Of course, Scott was a regular in the column, as was the late Thatcher Longstreth and then-mayor Ed Rendell. Some quips remain memorable, even if Iams took the liberty of self-crafting them. When Liberty Place was built above the cap of William Penn, he quoted a member of Philadelphia’s esteemed Yarnall family as saying, “We’ve broken a Quaker tradition of having all tombstones the same height. Philadelphia is no longer a Quaker graveyard.”
“I said it,” Iams recounts, “but then said to him, ‘Don’t you agree, sir?’”
Just as memorable was a Barnes Foundation black-tie fundraiser. Iams remembers thinking how long-deceased namesake Dr. Albert C. Barnes, with his anti-establishment mindset, would’ve never permitted such an event. Just then, “a near tornado blew in and blew the tent over,” Iams says. “As Society said, ‘It was as if [the storm] was Dr. Barnes himself.’”
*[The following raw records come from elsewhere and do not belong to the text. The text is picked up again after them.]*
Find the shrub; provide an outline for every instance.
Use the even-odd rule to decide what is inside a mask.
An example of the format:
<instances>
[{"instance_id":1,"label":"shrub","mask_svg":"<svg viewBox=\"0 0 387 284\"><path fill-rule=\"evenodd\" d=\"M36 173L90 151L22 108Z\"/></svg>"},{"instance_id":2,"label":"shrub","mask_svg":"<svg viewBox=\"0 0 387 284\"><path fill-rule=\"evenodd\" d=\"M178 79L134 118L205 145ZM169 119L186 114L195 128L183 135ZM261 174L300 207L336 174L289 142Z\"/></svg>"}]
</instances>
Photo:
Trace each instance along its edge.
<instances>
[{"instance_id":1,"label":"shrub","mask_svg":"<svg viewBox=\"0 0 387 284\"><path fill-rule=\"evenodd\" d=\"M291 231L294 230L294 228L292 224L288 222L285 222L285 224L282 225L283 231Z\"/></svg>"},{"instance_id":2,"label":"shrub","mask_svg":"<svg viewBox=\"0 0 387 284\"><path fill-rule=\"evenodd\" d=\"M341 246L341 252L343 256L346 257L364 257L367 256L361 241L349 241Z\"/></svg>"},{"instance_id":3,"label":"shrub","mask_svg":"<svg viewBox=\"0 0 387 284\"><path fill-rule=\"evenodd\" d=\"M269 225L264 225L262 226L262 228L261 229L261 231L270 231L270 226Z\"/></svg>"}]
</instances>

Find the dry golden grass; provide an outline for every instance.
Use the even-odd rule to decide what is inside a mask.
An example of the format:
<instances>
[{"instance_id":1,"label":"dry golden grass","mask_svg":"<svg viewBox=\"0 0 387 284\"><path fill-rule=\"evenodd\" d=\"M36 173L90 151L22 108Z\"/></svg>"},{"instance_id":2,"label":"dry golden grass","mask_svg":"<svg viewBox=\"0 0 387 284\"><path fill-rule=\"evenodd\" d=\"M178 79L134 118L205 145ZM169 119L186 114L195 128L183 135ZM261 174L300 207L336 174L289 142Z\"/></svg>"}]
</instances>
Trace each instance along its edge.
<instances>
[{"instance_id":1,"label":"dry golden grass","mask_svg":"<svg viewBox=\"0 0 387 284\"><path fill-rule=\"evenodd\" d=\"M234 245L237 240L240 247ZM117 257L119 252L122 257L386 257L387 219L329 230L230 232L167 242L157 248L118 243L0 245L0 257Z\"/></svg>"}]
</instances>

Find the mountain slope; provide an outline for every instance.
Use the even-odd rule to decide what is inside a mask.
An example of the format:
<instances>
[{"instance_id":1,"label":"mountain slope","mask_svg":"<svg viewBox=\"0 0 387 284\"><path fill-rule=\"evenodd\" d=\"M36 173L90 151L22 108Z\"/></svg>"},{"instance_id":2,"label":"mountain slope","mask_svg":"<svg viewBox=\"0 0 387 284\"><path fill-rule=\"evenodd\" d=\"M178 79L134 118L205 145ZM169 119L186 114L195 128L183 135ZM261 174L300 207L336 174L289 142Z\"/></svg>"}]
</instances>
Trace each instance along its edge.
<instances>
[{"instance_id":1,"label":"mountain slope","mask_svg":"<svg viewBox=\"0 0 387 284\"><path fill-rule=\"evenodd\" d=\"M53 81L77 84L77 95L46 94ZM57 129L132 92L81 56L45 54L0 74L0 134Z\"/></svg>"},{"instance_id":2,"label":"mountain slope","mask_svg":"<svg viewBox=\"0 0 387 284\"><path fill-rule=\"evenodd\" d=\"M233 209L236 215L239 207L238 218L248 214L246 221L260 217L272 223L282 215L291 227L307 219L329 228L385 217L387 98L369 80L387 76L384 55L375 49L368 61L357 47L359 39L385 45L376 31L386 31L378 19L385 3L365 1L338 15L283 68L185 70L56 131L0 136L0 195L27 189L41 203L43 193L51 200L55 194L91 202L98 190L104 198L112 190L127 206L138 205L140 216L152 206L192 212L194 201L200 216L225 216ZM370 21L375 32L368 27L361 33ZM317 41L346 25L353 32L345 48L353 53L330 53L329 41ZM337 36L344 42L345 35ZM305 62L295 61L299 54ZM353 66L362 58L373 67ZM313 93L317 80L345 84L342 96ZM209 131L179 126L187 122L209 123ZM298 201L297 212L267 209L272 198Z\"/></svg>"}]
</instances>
To Iams, the Main Line will always exist as a separate entity, even as the intermarriage between its most prominent families has gradually diluted while the growth of the general population—“the plebeians”—has boomed.
In the meantime, conspicuous consumption has become unfashionable. The affluent now crave privacy, and they’re less concerned about showing up in boldface. As time went on, Iams attended the same parties—but as himself, not the Inquirer.
“There are still debutante parties, and still the kernel of the old guard and organ-izations like The Assembly, the private dance that’s 200-plus years old,” he says. “There’s still a nucleus that will intermarry and kill each other and divorce each other more often than not.”
Then, mid-grandstand at Devon, Iams waves an imaginary wand over high society’s storied arena and links the Main Line to the 1998 movie Merlin, about King Arthur’s court. In it, Queen Mab says that if the old religion she represents gets too old and too weak, it will disappear—and no one will remember it.
“Part of me wants to say the old social society will be like the old religion. It may get weak enough that it might just disappear, or it might be there but no one will notice it,” Iams says. “That doesn’t mean I’m not wrong. But maybe others just haven’t thought about it like I have.”